What has to change to end the brutality and horror of abortion is to confer the "rights" of a human being to a fetus at conception.
Then a woman could not make the unilateral decision to kill another human being that resides temporarily in her body, that she could not create on her own or came with her body upon her birth, similar to her arm.
only be ammended by legislative process, not a rogue judge"
Ths is not an accurate statement. Again, I don't think you have read the U.S. Constitution.
ARTICLE V
Amendments
The Congress, whenever two-thirds of both houses shall deem it necessary, shall propose amendments to this constitution, or on the application of the legislatures of two-thirds of the several states, shall call a convention for proposing amendments, which, in either case, shall be valid to all intents and purposes, as part of this constitution, when ratified by the legislatures of three-fourths of the several states, or by conventions in three-fourths thereof, as the one or the other mode of ratification may be proposed by the Congress: Provided,
I'd really like to agree with you on this point, but the reality is that "rogue judges" have been altering our Constitution incrementally for years, and our Congress has done nothing about it. A partial result of their "tinkering" has resulted in millions of the unborn being murdered.

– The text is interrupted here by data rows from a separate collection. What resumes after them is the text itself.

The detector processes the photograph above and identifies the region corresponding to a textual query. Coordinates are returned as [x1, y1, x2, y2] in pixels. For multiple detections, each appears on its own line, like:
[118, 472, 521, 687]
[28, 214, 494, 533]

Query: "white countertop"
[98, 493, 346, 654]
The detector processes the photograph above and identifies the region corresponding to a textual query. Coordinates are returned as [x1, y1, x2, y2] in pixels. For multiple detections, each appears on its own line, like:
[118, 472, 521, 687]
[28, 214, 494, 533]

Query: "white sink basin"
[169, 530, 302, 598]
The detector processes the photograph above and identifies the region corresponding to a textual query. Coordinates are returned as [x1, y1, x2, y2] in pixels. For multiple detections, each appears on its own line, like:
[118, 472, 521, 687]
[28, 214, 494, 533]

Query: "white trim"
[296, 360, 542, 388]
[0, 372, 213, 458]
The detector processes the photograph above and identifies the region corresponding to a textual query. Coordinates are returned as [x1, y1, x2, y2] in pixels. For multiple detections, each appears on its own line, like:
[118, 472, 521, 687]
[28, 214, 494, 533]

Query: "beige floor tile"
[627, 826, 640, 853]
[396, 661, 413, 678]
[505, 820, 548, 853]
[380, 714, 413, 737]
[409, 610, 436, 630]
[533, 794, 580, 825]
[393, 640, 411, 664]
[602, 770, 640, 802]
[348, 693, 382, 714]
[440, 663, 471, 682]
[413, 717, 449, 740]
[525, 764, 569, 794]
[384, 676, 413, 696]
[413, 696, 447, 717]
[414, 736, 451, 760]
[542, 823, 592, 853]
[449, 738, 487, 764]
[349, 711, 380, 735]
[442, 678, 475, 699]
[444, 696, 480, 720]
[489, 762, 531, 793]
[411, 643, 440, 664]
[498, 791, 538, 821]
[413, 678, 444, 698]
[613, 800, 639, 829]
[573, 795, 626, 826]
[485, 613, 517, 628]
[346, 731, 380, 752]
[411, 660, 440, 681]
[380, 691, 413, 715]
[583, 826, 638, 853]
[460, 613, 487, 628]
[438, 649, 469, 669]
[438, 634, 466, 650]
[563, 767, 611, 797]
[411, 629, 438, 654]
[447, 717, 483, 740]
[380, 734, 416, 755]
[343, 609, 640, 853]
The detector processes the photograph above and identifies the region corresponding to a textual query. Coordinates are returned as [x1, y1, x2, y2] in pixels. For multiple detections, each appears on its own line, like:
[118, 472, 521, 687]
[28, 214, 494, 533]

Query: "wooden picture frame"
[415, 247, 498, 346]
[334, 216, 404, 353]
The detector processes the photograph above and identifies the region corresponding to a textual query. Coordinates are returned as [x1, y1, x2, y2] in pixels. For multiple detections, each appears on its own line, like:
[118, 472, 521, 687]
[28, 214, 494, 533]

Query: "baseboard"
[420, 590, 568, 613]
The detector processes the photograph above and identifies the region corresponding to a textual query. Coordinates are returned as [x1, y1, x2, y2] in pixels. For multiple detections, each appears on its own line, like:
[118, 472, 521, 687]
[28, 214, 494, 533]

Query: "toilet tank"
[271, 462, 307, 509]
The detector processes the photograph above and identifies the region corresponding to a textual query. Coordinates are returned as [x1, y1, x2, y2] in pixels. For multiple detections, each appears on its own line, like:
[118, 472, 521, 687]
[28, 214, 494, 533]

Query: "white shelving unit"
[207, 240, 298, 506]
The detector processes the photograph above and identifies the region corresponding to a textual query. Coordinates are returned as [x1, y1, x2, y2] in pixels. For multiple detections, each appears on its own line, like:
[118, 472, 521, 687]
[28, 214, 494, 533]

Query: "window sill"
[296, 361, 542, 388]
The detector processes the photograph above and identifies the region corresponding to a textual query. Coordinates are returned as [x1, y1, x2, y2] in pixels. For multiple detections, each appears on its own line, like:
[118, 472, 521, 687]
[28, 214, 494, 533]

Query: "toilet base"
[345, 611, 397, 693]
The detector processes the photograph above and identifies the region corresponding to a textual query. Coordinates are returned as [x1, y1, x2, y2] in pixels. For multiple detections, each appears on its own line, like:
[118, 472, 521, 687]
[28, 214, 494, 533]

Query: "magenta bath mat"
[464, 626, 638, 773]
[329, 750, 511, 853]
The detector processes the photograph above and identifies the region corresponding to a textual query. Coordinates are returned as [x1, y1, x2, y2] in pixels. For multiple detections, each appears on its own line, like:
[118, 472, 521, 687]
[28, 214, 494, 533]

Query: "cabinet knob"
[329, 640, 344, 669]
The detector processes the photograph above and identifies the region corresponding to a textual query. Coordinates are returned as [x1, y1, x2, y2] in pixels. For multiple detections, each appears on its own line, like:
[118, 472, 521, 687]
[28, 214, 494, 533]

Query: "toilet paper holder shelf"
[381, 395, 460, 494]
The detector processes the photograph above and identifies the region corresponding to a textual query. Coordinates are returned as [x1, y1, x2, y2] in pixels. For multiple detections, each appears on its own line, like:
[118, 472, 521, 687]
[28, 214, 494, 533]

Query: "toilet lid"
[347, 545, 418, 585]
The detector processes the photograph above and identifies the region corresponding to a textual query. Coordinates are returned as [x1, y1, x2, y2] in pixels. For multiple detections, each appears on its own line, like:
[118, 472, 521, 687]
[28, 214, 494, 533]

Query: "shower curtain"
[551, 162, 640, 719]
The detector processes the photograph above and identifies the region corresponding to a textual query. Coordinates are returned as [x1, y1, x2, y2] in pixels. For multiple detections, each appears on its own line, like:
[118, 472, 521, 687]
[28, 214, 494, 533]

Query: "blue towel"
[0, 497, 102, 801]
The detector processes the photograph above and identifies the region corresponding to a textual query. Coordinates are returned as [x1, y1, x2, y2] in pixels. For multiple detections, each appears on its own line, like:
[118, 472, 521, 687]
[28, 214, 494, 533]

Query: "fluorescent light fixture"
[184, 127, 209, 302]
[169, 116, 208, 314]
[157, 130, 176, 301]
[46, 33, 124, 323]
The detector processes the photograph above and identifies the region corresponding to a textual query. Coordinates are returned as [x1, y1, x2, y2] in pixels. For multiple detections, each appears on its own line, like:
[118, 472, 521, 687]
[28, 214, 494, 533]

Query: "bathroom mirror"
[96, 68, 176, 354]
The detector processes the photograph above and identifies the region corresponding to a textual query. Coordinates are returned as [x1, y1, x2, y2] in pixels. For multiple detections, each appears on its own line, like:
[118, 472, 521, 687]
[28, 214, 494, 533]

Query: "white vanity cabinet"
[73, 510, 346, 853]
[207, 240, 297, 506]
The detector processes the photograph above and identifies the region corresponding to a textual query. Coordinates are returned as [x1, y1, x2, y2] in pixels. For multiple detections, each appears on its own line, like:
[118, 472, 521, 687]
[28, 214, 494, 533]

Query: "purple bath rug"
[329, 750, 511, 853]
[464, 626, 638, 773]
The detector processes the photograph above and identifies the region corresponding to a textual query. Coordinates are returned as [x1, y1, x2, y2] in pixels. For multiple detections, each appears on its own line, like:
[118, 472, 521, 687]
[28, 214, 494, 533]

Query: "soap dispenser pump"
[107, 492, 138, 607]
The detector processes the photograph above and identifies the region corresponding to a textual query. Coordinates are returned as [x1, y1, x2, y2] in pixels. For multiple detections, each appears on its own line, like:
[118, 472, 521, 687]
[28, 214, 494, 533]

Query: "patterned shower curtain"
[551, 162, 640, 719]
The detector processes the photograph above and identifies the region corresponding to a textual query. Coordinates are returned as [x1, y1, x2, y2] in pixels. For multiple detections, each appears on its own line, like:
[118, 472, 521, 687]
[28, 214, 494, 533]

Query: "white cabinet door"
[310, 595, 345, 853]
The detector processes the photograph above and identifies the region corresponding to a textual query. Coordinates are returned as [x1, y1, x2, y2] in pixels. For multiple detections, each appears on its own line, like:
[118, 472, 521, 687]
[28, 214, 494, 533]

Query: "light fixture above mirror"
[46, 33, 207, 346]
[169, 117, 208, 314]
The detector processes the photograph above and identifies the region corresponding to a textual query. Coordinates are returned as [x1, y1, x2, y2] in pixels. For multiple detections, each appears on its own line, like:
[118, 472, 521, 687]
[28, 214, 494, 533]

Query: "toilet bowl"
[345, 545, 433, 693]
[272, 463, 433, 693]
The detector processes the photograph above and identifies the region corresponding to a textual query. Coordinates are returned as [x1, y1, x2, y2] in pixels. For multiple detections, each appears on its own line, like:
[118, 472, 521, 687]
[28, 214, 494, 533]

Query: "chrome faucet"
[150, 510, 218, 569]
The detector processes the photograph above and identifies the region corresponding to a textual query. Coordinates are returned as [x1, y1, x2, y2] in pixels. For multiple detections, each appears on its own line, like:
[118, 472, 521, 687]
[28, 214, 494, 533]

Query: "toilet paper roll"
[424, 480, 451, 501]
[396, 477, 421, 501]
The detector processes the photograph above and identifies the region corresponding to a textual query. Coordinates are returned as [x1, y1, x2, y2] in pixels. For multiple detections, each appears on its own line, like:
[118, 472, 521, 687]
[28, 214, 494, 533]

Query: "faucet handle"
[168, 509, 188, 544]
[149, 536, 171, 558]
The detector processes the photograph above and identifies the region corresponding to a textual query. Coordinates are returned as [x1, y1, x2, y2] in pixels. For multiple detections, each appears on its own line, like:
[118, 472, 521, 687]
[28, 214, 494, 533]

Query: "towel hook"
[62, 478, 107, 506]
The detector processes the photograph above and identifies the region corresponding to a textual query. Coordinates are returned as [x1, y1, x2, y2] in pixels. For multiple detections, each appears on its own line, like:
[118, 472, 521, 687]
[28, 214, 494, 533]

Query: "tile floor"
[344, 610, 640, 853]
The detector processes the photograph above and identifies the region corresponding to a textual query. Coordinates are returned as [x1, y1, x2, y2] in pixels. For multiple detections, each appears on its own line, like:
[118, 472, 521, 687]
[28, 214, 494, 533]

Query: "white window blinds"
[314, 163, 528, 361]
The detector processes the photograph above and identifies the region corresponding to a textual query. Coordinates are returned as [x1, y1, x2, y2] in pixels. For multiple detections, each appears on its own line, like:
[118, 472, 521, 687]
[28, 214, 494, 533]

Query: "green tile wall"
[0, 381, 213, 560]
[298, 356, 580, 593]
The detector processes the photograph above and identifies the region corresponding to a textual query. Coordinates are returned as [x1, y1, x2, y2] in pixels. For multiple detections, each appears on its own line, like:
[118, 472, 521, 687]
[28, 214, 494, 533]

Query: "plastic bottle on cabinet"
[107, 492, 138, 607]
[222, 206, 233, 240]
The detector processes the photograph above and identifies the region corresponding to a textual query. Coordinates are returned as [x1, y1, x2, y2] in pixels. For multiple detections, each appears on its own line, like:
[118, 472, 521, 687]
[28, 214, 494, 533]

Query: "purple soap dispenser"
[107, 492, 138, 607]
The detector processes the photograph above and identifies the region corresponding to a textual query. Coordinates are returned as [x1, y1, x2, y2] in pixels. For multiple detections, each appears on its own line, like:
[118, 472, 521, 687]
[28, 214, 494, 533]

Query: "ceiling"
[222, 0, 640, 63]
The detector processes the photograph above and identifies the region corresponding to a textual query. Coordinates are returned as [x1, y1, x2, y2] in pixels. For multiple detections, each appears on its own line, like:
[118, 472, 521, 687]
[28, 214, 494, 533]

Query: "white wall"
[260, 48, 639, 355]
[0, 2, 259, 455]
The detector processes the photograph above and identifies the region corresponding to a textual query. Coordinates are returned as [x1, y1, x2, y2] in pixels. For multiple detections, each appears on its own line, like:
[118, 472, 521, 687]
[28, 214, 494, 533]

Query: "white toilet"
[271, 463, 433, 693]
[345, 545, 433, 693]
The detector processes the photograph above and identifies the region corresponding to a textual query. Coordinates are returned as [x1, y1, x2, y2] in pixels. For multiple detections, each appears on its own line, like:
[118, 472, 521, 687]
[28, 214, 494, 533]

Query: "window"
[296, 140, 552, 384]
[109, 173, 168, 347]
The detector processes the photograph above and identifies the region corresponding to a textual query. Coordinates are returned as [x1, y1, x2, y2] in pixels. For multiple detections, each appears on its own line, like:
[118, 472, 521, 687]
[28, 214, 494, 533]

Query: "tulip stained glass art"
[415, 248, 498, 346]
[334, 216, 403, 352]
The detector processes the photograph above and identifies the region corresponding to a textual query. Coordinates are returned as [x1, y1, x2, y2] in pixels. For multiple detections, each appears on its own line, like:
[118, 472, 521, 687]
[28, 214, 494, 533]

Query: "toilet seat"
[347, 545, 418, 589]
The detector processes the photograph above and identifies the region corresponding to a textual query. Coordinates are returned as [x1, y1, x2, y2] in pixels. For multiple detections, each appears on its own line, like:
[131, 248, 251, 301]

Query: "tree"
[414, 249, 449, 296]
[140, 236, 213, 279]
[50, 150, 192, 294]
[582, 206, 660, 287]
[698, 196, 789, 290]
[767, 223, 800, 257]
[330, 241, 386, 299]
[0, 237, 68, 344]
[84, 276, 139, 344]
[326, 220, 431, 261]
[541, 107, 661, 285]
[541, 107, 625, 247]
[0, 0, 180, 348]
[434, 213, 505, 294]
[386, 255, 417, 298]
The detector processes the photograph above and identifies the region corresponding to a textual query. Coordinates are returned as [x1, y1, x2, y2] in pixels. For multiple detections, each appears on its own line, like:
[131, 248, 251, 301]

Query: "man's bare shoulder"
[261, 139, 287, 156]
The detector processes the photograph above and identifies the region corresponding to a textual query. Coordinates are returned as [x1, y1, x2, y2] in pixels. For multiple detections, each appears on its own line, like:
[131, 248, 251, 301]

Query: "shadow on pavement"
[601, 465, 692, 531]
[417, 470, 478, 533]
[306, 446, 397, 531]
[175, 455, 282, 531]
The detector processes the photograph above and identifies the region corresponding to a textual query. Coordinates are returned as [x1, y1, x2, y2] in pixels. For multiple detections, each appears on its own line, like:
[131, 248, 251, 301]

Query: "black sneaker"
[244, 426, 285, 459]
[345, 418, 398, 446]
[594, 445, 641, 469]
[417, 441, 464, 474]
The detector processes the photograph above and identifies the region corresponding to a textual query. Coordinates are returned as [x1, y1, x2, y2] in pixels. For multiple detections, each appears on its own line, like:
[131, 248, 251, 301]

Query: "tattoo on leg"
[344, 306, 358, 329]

The fact that someone running for the highest office in our country has a view of our Constitution as nothing more than a document that the Judiciary can add or subtract from is frightening.
The fact that a good portion of Americans think he's right shows what liberal academics have done to the students in our school system.
That leaves us with the question of what do we do to Justices who have unconstitutionally changed our Constitution?